HYDERABAD: We call them taboo topics. Death, menstruation, incest, and sexuality. But being termed as taboos does not simply make these experiences disappear. Lakhs of people who undergo such life situations are tired of their stories being brushed under the carpet because they are not deemed kosher for mainstream, living room conversations.

A graphic comic book for children, produced as part of a fellowship by Orikalankini, makes an attempt to tell 10 stories of surviving life. Titled ‘Survivors at the Coffee Shop,’ the book has been edited by Tenzin Norwang and Khushi Patel, and illustrated by Sanika Dhakepalkar. 

Orikalankani, an organisation that aims to change narratives around menstruation and sexuality in India through art and dialogue, was founded by Dr Sneha Rooh, who is a palliative physician in Hyderabad. Through the 13-week fellowship, the group identified 13 teens and adults to implement projects they were interested in.

“The idea of the book originated from the team’s desire to produce a book that can raise awareness on sex education and child abuse. As we worked on it, it struck us that sexual violence is not the only form of violence people survive. So, gradually, the team included stories of people who had survived cancer, homophobia, suicide of a dear one, and domestic violence. The team of editors and illustrator tried to present the stories in a way which does not shock the readers, but help them navigate similar situations,” says Dr Sneha.

Tenzin, who is pursuing a degree in social work in Bengaluru, says that she has always felt that it was high time society destigmatised menstruation and sex education. “When I saw the fellowship notification, I instantly knew that it was something I would love to do. We are not taught these topics elaborately in school, and I strongly feel that children should be aware about these issues,” she says.
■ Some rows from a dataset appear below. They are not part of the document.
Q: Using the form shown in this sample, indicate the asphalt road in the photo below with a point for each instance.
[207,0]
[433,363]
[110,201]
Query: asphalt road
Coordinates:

Echoing the same, Khushi Patel, who is studying in Class 12 in Mumbai, says: “I know child abuse survivors who did not know that they were being abused. Though parents are slowly waking up to this issue, there is still a long way to go. Awareness is one of the ways to tackle this.” So how do we get to buy this book?

“The soft copy of the book has been shared on our social media platforms, but if someone wants to buy a hard copy and contribute towards our cause, one can contact us. It is available on Amazon, too. Those who are interested can check our social media page to stay updated. We also have a crowdfund link on the platform Milaap. By donating through that link,  they can help us distribute books among schools for free,” adds Dr Sneha.